Lists

Open Menu Close Menu

Terms and Conditions
Lists hosted on this site
Email the Postmaster
Tips for posting to public mailing lists

Re: am i loading this pdf data correctly or not?

[Date Prev][Date Next][Thread Prev][Thread Next][Date Index][Thread Index]

Re: am i loading this pdf data correctly or not?

Subject: Re: am i loading this pdf data correctly or not?
From: Ben Dougall <email@hidden>
Date: Wed, 6 Aug 2003 23:25:28 +0100

On Wednesday, August 6, 2003, at 03:46 pm, Marcel Weiher wrote:

On Wednesday, Aug 6, 2003, at 15:26 Europe/London, Ben Dougall wrote:

so pdfs are made up of both text data and non-text data? and non-text data should not be put in an NSString (that makes sense i suppose :) > ).

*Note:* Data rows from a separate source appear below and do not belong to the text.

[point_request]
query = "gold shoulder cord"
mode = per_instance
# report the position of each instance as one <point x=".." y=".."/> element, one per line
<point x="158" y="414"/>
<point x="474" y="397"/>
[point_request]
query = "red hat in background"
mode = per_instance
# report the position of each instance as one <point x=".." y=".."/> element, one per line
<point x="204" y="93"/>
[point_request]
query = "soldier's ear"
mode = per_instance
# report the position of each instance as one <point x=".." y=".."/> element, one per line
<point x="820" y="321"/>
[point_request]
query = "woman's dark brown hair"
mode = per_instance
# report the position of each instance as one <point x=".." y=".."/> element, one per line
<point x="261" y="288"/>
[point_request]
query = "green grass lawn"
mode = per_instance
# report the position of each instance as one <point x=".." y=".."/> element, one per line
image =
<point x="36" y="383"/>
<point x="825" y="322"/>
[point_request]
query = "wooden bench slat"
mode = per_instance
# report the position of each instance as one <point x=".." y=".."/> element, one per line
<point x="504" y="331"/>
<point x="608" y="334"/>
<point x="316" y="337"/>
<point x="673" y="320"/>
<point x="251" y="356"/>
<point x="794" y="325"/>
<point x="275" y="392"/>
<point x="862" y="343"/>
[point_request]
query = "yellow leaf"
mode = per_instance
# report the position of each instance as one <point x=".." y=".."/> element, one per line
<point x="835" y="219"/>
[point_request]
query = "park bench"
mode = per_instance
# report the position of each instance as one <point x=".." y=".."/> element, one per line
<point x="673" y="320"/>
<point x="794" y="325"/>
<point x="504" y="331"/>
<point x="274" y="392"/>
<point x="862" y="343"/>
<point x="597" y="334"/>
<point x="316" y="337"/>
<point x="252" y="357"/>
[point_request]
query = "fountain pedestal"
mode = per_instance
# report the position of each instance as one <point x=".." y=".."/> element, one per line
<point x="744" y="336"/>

No. The entire PDF file is a sequence of bytes, data. None of those byte-sequences can be regarded as text. There may (or may not) be text that is encoded in the PDF, but not in any way that you can segment it on a purely syntactic level. Instead, you have to parse/interpret the PDF (as data/bytes),

i realised that the streams in their raw form were not useable as they were, but i didn't realise they would cause outright problems. other than the streams, pdfs are ascii i think, or maybe an 8bit char set. i was hoping / expecting the streams to be just ignored.

so parsing pdf data straight from the file with regular expressions is not on, full stop.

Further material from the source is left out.